Le deuxième week-end est le plus chargé et diversifié de cette 28e édition, de Bach et Telemann jusqu’à Webern. Le vendredi 12, Gabrielle Rubio (traverso), Julien Chauvin (violon), Atsushi Sakai (viole de gambe) et Justin Taylor (clavecin) proposent des sonates de Bach et un quatuor de Telemann. Dans la sonate pour flûte, violon et basse continue en sol majeur BWV 1038 de Bach, la sobriété sonore du traverso et la brillance du violon offrent un contraste saisissant. La virtuosité stupéfiante et le lyrisme intense de la Sonate pour viole de gambe et clavecin en sol mineur BWV 1029 montrent à quel point deux seuls instruments peuvent varier et multiplier les plans et les couleurs. On peut même entendre dans certains passages du finale un petit orchestre, pendant que la sonorité mélodieuse de la viole « navigue » sur les accords flexibles du clavecin. Dans l’« Andante » de la sonate en trio de l’Offrande musicale, nos interprètes font ressortir la modernité de la partition, si bien qu’à un moment donné, on croirait entendre des pages d’opéras qui semblaient provenir de Gluck ! Une telle théâtralité est pleinement explorée par Justin Taylor, qui enchaine des arpèges très virtuoses de l’« Allegro » du Concerto pour orgue en do majeur (BWV 594, d’après le concert pour violon RV 2008 de Vivaldi) au Concerto italien. Dans l’« Andante », le claveciniste « décompose » les accords pour donner une illusion de plusieurs instruments, alors qu’à la main droite, il chante la mélodie avec la fluidité de violon, y compris la tenue des notes longues ! Toujours à la référence au théâtre, dans le Quatuor parisien n° 6 de Telemann, des jeux de réplique et d’imitation entre les quatre instruments, notamment entre le violon et le traverso, sont magnifiquement rendus, avec ce côté espiègle que Julien Chauvin réalise tout aussi visuellement avec ses coups d’archet. Une petite surprise quant à la basse profonde de la viole de gambe doublée par celle du clavecin, qui sonne comme un ensemble de cordes graves. Justin Taylor lance des aigus scintillants au clavier comme des clins d’œil d’une coquette Parisienne. Deux bis de Telemann closent le concert en bonne humeur.

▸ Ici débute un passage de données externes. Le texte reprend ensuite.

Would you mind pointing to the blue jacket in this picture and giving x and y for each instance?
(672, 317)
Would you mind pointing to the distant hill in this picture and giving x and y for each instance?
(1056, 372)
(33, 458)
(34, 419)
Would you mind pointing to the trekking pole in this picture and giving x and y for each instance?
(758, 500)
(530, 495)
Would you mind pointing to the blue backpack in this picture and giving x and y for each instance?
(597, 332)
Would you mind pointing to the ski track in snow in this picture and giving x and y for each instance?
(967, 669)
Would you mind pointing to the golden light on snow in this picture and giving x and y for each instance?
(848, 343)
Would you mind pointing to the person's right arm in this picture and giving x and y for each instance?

Le samedi 13 avril, le Quatuor Arod et le pianiste Koijro Okada offrent un magistral concert de musique germano-française. Œuvre de maturité, le quatuor en ré majeur op. 76 n° 5 de Haydn est interprété avec grande vigueur, suggérant une lecture qui sort largement d’un cadre du « classicisme ». L’entrain prononcé des mouvements rapides, la sonorité brillante et lisse mais jamais uniforme, des passages en relief, parfois même « accidentés »…, tout est frais, relevant d’une nouvelle approche qui ne se contente pas de suivre une certaine tradition. Ensuite, le 14e quatuor de Beethoven, traversé ici aussi par une fraîcheur inattendue. Des notes que nous n’avons jamais remarquées auparavant résonnent avec affirmation et certains motifs principaux joués presque sans vibrato confèrent une sensation étrange, mais cela ne défigure pas pour autant la partition. Il y a aussi différentes interrogations philosophiques dans les variations du quatrième mouvement, de véritables réflexions sur l’existence qui se poursuivent dans l’« Adagio » après de très beaux gazouillements d’oiseaux du « Presto »… Les sautes d’humeur et les caractères si différents sont admirablement maîtrisés, avec d’ingénieux effets de ruptures ou de silences. Cette fabuleuse interprétation insiste sur les bizarreries beethoveniennes pour mettre en évidence le génie du compositeur ! Dans la deuxième partie, le quintette n° 1 de Fauré est une occasion, pour le pianiste Kojiro Okada, de faire preuve d’une grande élégance, exerçant une fascination incontestée chez l’auditoire. Le Quatuor Arod, très inspiré dans leur dernier disque Ravel-Debussy-Attahir, montre ce soir aussi sa créativité hors pair dans la musique de Fauré. Sa polyphonie si particulière retient constamment notre attention grâce à une prodigieuse gestion de tension (comme dans le reste du programme), dans un crescendo très progressif, notamment dans le final. Un moment sublime récompensé par une ovation plus que nourrie.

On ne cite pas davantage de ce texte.